Jean RAVESTEIN est professeur des universités en sciences de l’éducation à Aix-Marseille. Le projet de son ouvrage est de donner la parole aux enseignants sur les raisons de la réussite et de l’échec scolaires à partir de 100 hypothèses. Il se base sur une enquête proposée de manière volontaire aux professeurs et personnels d’encadrement, à laquelle 8000 ont répondu.

Le concept d’échec scolaire est apparu dans les années 1950. Auparavant, la structure de la société ne générait en effet pas d’obligation de réussite scolaire. Les travaux de BOURDIEU et PASSERON mettront ensuite en valeur l’importance du capital culturel dans la réussite/l’échec scolaire. Aujourd’hui, en difficulté face à la massification, le système apparaît comme une grande machine à exclure. Historiquement, le sentiment d’échec scolaire s’est créé en même temps que l’on a donné à tous les enfants une chance – théorique – d’accéder aux plus hautes études. On peut identifier une multitude de variables intervenant dans le destin scolaire de chaque individu : « dons » hérités, genre, milieu d’origine, évaluation, effectifs dans les classes, type d’établissement, rôle de la famille, rôle des enseignants, rôle des TICE, orientation prise en compte du handicap, orientation, rythmes scolaires,…

L’objectif de l’enquête est de savoir comment les enseignants français perçoivent le poids de ces différentes variables qui contribuent à fabriquer l’échec scolaire. En effet, même si elles sont identifiées par la littérature scientifique, leur poids relatif est mal cerné. L’enquête de terrain auprès des principaux intéressés, ou du moins ceux au plus proche des élèves en situation de réussite/d’échec scolaire semble donc appropriée pour répondre à cette problématique. Plusieurs constatations peuvent en être tirées. Les enseignants sont conscients de leur rôle et s’évertuent globalement à ne pas figer les élèves dans des profils et privilégient de bonnes relations humaines, gage d’efficacité pédagogique. Ils reçoivent les élèves « comme ils sont » et font preuve d’adaptation. L’investissement de la famille est perçu comme un fort critère discriminant. Les enseignants plébiscitent par ailleurs les établissement où règnent un certain ordre et un sentiment de sécurité et les établissement dynamiques à taille humaine où le travail en équipe est bien organisé. Ils ne se sentent par contre pas assez soutenus par l’institution. Nombreux sont ceux qui critiquent l’efficacité du collège unique. Les réponses apparaissent ambivalentes sur l’évaluation. Les enseignants semblent encore attachés à la note, même si ils reconnaissent ses limites. La maîtrise d’une ou plus plusieurs langues sont perçues plutôt comme une chance d’accentuer la réussite d’un parcours scolaire. C’est dans l’usage des TICE que les mentalités des enseignants ont le plus considérablement évolué.
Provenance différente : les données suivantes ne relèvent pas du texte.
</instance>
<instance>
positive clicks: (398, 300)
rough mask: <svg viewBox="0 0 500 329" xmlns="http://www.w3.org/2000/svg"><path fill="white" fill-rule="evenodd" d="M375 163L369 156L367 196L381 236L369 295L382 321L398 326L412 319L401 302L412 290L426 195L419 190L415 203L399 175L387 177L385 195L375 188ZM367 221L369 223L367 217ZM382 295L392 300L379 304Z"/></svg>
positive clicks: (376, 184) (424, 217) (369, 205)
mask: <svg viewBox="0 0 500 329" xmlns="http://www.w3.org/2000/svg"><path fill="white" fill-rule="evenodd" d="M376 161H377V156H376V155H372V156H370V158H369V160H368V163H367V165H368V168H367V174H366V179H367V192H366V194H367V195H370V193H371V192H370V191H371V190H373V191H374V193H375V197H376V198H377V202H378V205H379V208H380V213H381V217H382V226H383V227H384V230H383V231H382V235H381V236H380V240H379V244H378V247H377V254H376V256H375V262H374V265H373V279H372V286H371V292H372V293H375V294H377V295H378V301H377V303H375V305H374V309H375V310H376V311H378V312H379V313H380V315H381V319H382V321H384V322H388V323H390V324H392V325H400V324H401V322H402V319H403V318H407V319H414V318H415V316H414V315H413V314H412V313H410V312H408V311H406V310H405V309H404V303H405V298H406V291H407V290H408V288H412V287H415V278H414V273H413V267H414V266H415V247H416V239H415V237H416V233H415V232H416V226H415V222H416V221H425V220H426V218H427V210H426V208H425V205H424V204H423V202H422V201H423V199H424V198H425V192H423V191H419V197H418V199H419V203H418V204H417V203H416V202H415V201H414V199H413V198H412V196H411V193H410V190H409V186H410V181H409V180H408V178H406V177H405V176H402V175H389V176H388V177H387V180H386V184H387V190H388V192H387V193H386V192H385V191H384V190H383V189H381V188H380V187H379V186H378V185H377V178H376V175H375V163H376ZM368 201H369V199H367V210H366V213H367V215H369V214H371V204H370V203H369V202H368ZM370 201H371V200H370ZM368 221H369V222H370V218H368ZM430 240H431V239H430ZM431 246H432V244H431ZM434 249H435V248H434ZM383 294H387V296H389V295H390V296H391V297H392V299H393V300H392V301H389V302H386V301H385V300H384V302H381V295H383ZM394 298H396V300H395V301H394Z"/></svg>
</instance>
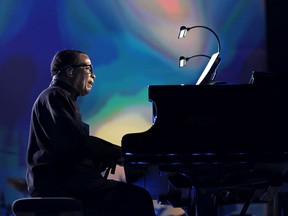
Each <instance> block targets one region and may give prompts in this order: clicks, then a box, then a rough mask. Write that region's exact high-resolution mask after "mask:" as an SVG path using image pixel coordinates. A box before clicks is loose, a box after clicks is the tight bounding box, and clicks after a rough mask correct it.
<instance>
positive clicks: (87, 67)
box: [70, 64, 94, 74]
mask: <svg viewBox="0 0 288 216" xmlns="http://www.w3.org/2000/svg"><path fill="white" fill-rule="evenodd" d="M70 66H71V67H74V68H77V67H83V68H84V70H88V71H89V73H90V74H94V73H93V65H92V64H91V65H87V64H80V65H70Z"/></svg>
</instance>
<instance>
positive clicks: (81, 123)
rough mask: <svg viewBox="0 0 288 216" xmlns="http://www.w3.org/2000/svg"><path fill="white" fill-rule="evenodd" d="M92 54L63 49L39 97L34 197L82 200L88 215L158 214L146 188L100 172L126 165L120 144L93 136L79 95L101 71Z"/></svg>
mask: <svg viewBox="0 0 288 216" xmlns="http://www.w3.org/2000/svg"><path fill="white" fill-rule="evenodd" d="M92 69H93V68H92V64H91V61H90V58H89V57H88V55H87V54H85V53H83V52H81V51H77V50H62V51H59V52H57V53H56V55H55V56H54V58H53V59H52V62H51V76H52V81H51V84H50V86H49V87H48V88H47V89H45V90H44V91H43V92H42V93H41V94H40V95H39V96H38V98H37V99H36V101H35V103H34V106H33V108H32V113H31V123H30V135H29V143H28V150H27V166H28V168H27V176H26V180H27V184H28V190H29V193H30V194H31V196H32V197H35V196H41V197H47V196H50V197H51V196H54V197H55V196H56V197H57V196H59V197H60V196H66V197H74V198H78V199H80V200H81V201H82V202H83V204H84V206H85V207H86V209H89V210H87V214H86V215H105V216H108V215H125V216H129V215H133V216H135V215H138V216H141V215H143V216H150V215H151V216H152V215H155V213H154V208H153V202H152V197H151V196H150V194H149V193H148V192H147V191H146V190H145V189H143V188H141V187H138V186H135V185H132V184H129V183H126V182H120V181H115V180H111V179H110V180H109V179H106V178H105V177H103V176H102V175H101V173H102V172H103V171H104V170H105V169H106V167H107V166H110V165H111V164H121V156H122V155H121V154H122V153H121V148H120V147H119V146H117V145H114V144H112V143H109V142H107V141H105V140H103V139H100V138H98V137H93V136H90V135H89V126H88V125H87V124H85V123H83V122H82V120H81V114H80V112H79V109H78V106H77V102H76V100H77V97H78V96H84V95H87V94H88V93H89V92H90V91H91V89H92V86H93V84H94V79H95V78H96V75H95V74H94V73H93V70H92Z"/></svg>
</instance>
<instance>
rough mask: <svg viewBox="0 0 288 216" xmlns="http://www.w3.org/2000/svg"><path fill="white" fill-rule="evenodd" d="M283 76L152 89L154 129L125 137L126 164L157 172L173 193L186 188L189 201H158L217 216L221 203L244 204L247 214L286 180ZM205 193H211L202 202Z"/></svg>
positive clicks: (286, 104) (149, 96)
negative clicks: (250, 81)
mask: <svg viewBox="0 0 288 216" xmlns="http://www.w3.org/2000/svg"><path fill="white" fill-rule="evenodd" d="M285 79H286V80H287V75H286V74H273V73H262V72H261V73H260V72H258V73H257V72H255V73H253V74H252V78H251V80H253V81H252V82H251V83H249V84H235V85H227V84H224V85H223V84H220V85H217V84H216V85H162V86H161V85H157V86H156V85H154V86H153V85H151V86H149V87H148V99H149V101H150V102H151V104H152V109H153V116H152V118H153V125H152V127H151V128H149V129H148V130H147V131H144V132H140V133H131V134H126V135H124V136H123V138H122V148H123V157H124V161H125V162H124V163H125V167H128V168H129V167H133V168H135V167H136V168H139V169H148V167H157V170H158V171H159V173H165V174H167V176H168V179H169V181H170V184H172V185H173V186H175V187H176V188H177V187H178V188H187V187H188V188H189V195H188V197H185V198H183V197H180V198H179V197H177V196H176V195H175V193H174V192H175V190H174V191H172V192H171V191H167V194H164V195H163V194H161V197H162V198H163V197H165V199H166V200H167V201H168V202H170V201H171V202H170V203H172V205H174V206H182V207H183V206H184V207H185V208H186V211H187V214H189V215H199V216H202V215H203V216H204V215H205V216H207V215H217V211H218V210H217V209H218V206H219V205H220V204H221V203H225V201H226V202H241V203H244V205H243V208H242V211H241V212H240V215H246V212H247V209H248V207H249V205H250V203H251V202H253V201H255V200H256V201H262V200H264V198H263V197H265V196H266V195H267V194H268V193H270V194H269V196H270V197H269V199H270V198H271V196H272V198H271V199H273V198H274V196H275V193H274V192H275V191H276V192H277V190H274V189H275V188H279V187H281V186H282V184H283V183H285V182H286V181H287V170H288V145H287V129H288V126H287V122H288V105H287V102H286V99H287V96H288V87H286V86H285ZM170 188H171V187H170ZM174 189H175V188H174ZM203 189H205V191H206V192H207V190H208V189H209V191H212V192H211V193H209V195H208V196H206V197H204V195H203V193H202V192H203ZM269 189H271V191H272V192H271V191H269ZM272 189H273V190H272ZM193 191H194V192H193ZM195 191H197V193H196V192H195ZM201 191H202V192H201ZM178 192H179V191H178ZM192 192H193V193H192ZM201 193H202V197H201ZM196 194H197V195H196ZM271 194H272V195H271ZM175 197H176V198H175ZM203 197H204V198H203ZM207 197H210V198H211V197H213V199H212V200H208V201H207ZM162 198H161V199H162ZM159 199H160V198H159ZM173 202H174V203H173ZM183 203H185V204H183ZM187 203H188V204H187ZM203 206H204V208H203ZM207 206H212V207H211V208H210V210H209V211H210V212H209V213H207V209H209V208H207ZM205 209H206V212H205ZM211 209H213V210H211ZM273 211H274V210H273ZM272 215H274V214H272Z"/></svg>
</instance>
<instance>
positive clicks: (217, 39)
mask: <svg viewBox="0 0 288 216" xmlns="http://www.w3.org/2000/svg"><path fill="white" fill-rule="evenodd" d="M193 28H205V29H207V30H209V31H210V32H212V33H213V34H214V35H215V37H216V39H217V42H218V52H219V53H220V51H221V44H220V40H219V37H218V36H217V34H216V32H214V31H213V30H212V29H210V28H209V27H207V26H192V27H190V28H187V31H189V30H191V29H193Z"/></svg>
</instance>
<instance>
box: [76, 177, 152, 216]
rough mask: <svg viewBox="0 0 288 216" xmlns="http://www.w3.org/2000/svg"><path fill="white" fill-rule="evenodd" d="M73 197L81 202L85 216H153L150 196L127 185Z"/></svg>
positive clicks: (140, 189) (97, 190) (138, 190)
Ils sont devenus incontournables tant dans leur usage pédagogique que personnel. L’enquête se conclue par l’influence des conditions sociétales, aux réponses souvent marquées.

Les enseignants pouvaient enfin répondre à 2 questions libres : parmi toutes les causes possibles de l’échec scolaire quelles sont celles que vous considérez les plus importantes ? et si vous aviez le pouvoir de changer le système éducatif quelles mesures proposeriez-vous en priorité pour réduire l’échec scolaire ? Jean RAVESTEIN constate qu’on ne trouve quasiment aucune trace d’une quelconque remise en question par les enseignants de leur propre pratique : les principales causes de l’échec viennent du dehors, ils n’en prennent pas une part, même minime. Ils semblent se sentir pris dans des déterminismes négatifs sur lesquels ils n’ont aucune prise ». Aussi, « les commentaires libres témoignent d’un clivage global entre ceux qui sont pour le moins désenchantés et préconisent un retour en arrière et ceux qui continuent à y croire et fondent leurs espoirs sur le partage de compétences, la formation, l’apport de techniques innovantes et des découvertes des chercheurs. Force est de constater que quantitativement, les premiers sont largement majoritaires ».
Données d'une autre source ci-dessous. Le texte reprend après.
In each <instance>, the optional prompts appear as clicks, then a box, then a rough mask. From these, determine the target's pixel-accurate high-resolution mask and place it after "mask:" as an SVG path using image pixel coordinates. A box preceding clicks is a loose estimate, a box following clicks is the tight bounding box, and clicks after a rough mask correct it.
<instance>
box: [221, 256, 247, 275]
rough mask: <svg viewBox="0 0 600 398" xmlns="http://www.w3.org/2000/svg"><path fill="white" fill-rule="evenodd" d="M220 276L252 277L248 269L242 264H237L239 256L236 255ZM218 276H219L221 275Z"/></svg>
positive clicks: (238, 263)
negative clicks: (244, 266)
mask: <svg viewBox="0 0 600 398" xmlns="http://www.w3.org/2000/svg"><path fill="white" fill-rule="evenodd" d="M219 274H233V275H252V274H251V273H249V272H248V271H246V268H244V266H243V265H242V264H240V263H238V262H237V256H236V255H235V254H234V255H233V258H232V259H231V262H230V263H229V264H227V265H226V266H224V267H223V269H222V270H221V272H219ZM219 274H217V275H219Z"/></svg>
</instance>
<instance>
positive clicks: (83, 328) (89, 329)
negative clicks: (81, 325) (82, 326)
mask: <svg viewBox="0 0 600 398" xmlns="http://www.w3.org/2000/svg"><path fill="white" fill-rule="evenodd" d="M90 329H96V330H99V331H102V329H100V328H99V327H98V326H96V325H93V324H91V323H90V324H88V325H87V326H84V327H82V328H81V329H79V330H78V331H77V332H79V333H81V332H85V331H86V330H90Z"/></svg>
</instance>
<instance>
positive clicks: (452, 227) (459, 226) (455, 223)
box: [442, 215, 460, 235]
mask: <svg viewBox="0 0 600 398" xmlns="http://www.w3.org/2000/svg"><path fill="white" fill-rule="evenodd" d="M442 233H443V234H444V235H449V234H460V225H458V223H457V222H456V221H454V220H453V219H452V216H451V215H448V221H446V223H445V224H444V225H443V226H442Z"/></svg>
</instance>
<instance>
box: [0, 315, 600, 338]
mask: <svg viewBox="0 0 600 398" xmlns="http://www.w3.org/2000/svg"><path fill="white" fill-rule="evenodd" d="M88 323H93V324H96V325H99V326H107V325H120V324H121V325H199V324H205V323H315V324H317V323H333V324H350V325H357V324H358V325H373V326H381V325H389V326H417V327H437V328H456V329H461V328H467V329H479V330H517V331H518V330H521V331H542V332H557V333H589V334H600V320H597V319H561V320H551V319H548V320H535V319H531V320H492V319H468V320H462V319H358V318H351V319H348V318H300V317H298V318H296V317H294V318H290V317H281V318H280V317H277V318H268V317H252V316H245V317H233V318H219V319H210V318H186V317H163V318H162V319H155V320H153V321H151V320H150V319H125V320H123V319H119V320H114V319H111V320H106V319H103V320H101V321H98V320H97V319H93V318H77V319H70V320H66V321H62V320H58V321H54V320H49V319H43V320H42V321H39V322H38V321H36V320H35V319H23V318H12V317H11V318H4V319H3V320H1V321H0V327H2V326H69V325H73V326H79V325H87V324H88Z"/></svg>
Au final, le postulat de base est intéressant : donner la parole directement aux enseignants sur l’échec scolaire et ses principaux déterminants. Le résultat montre la difficulté de plus en plus croissante du métier. Les facteurs non modifiables (par l’enseignant) de l’échec scolaire et souvent déterminant dans le processus de décrochage scolaire prennent une place de plus en plus importante. L’école, et ses enseignants, paraissent parfois démunis pour aider les élèves, les enfants, qui en ont le plus besoin. L’adaptation, individuelle et collective,  des professeurs est donc décisive. Le fait que certains regrettent un passé idéalisé et que d’autres se plongent dans des pratiques « innovantes » montre bien cette dialectique entre inquiétude et désir de trouver des solutions pérennes et efficaces pour l’ensemble des élèves, pour tracer leur chemin vers leur réussite, aussi scolaire.